There are different types of procrastination.
If you’re the type of person to spend hours looking at a food menu, wracked with indecision or absolutely paralysed by what you should wear each day, you might be a decisional procrastinator.
Getting stuck in analysis paralysis absolves you from the outcome of events when things invariably go wrong.
If you’re a scatterbrain, it can be hard to organise your life, let alone start and complete projects.
Research shows that decisional and behavioural procrastination are related to other personality traits such as forgetfulness and disorganisation.
How to Overcome Procrastination
If you notice your procrastination tendencies in your own behaviour, here are ten tactics suggested by Tim Pychyl on A Life of Productivity…
– Make the task less aversive: Can you reframe the task to find the fun in it?
– Notice your unproductive response: What activities help you mask your cognitive dissonance. What excuses do you use. Begin to recognise these coping strategies.
– Limit the time you spend on the task: Try using the Pomodoro technique. Just set yourself the aim of one intense 25-minute session, tracked via an app on your phone.
– Exhibit self-compassion: Limit the negative self-talk, which is completely counterproductive. Forget what has passed and concentrate on what you can do now.
– Just get started: Motivation follows action. Use the two-minute rule and give yourself permission to stop after two minutes. Invariably you’ll find yourself continuing.
– List the costs of procrastinating: Activate the rational side of your brain to counteract the emotional power of your thoughts.
– Become closer to your future self: Imagine how good it will feel to have completed the task.
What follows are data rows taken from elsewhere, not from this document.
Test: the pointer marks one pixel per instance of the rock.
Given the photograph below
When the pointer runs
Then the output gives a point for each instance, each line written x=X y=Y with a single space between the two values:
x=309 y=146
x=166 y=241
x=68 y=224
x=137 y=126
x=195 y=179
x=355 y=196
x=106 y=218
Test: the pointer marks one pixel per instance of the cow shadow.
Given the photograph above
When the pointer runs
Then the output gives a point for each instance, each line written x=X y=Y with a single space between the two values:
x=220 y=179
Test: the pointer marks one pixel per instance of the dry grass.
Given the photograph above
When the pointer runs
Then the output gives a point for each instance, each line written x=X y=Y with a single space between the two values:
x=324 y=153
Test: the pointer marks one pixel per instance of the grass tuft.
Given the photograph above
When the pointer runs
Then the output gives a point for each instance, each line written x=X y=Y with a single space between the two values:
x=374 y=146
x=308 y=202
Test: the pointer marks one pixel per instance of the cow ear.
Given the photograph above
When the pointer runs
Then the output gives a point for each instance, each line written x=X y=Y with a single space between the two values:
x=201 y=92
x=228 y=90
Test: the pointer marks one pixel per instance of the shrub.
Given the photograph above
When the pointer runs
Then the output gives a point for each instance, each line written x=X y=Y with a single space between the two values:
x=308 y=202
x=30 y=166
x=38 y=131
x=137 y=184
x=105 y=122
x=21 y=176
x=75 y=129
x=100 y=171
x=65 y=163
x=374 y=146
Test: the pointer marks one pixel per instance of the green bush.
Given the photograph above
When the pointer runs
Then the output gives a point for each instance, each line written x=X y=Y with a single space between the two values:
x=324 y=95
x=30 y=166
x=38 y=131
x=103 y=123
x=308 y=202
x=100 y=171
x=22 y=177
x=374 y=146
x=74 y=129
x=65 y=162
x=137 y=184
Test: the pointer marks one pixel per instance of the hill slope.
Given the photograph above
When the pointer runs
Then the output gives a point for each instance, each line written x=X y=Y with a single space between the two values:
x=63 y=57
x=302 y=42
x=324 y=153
This will help delay the instant gratification impulse.
– Limit distractions: Step away from the cat videos and place your hands on your head! Put distractions out of reach.
– Establish a concrete plan: Set a specific time to start and a mini goal to achieve. Break the task into specific chunks.
– Seek more meaningful work: Ask yourself if you need to seek more meaningful work.
The good news is that “While everybody may procrastinate, not everyone is a procrastinator,” says Dr. Ferrari.
So whether you’re a barely-able-to-get-yourself-dressed chronic procrastinator or a mere, this-job-is-boring-as-hell situational procrastinator…
At least you know the main causes of procrastination and how to overcome it.